Resilienz für die Gastwelt:Staatliches Krisenmanagement optimieren – Wettbewerbsfähigkeit stärken
Ausgangslage
Die aktuelle wirtschaftliche Großwetterlage wird durch erhebliche Unsicherheiten und schwer kalkulierbare Risiken bestimmt. Stellen die Corona-Pandemie und der Klimawandel bereits für sich große Herausforderungen dar, werden diese durch den Krieg in der Ukraine, die resultierende Energiekrise, verschärfte Lieferengpässe sowie anhaltende Inflation zu einer sogenannten Polykrise zugespitzt.

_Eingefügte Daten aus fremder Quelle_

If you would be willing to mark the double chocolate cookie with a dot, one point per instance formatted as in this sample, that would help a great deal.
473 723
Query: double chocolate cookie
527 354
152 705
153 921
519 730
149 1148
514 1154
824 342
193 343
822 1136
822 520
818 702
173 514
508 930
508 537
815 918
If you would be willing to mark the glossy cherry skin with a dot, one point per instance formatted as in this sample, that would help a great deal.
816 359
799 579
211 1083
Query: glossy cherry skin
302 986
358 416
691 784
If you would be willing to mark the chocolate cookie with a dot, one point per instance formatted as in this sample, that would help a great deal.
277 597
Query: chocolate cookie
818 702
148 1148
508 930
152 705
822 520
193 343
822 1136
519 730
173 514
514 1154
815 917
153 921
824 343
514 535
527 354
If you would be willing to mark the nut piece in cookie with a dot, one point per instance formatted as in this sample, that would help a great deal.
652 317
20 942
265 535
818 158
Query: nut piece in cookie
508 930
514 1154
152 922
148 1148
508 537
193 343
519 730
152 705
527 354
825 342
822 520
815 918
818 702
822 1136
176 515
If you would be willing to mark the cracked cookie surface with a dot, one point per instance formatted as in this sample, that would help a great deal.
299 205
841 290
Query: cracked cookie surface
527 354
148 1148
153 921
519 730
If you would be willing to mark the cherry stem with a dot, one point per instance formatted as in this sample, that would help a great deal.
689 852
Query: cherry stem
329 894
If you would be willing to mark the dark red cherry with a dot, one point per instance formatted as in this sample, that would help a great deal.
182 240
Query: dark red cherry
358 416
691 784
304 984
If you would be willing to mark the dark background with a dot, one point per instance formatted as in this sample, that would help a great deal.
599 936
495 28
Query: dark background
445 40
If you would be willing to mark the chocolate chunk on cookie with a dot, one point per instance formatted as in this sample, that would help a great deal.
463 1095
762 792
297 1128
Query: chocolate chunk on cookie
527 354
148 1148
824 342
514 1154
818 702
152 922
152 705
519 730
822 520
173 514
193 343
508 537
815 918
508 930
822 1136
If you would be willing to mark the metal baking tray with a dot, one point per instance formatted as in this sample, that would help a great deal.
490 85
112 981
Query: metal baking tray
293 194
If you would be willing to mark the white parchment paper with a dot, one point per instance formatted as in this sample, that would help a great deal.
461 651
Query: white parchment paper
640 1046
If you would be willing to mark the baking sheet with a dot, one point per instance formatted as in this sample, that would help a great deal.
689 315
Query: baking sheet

Diese parallel auftretenden Krisen sind für Politik, Gesellschaft und damit auch für das Ökosystem Gastwelt (Tourismus-, Hospitality- und Foodservice-Industrie) ein kraftraubender Dauer-Stresstest: Sie verlangen eine kontinuierliche Anpassung von Geschäftsmodellen, schnelle politische Entscheidungsprozesse und effektive Hilfsinstrumente.
Ein effektiveres Krisenmanagement und eine Verbesserung der Wettbewerbsfähigkeit sind aus unserer Sicht ein zentraler Baustein, um die ökonomischen und gesellschaftlichen Folgen von Polykrisen künftig besser – und volkswirtschaftlich günstiger – abzufedern. Vor diesem Hintergrund schlagen wir mit diesem Papier eine Reihe von Ideen und Maßnahmen vor, um Deutschland besser auf neue Krisen vorzubereiten und die Resilienz unserer Gastwelt-Unternehmen zu erhöhen.
Analyse
Die staatlichen Unterstützungsleistungen zur Krisenbewältigung seit 2020 umfassen sehr hohe Volumen und stellen einen enormen finanziellen Kraftakt für die öffentlichen Haushalte dar. Sie haben einen erheblichen Anteil daran, dass hunderttausende Betriebe vor krisenbedingten Insolvenzen geschützt wurden und werden und die deutsche Wirtschaft bisher vergleichsweise gut durch die zurückliegenden Jahre gekommen ist. Das ist nicht selbstverständlich.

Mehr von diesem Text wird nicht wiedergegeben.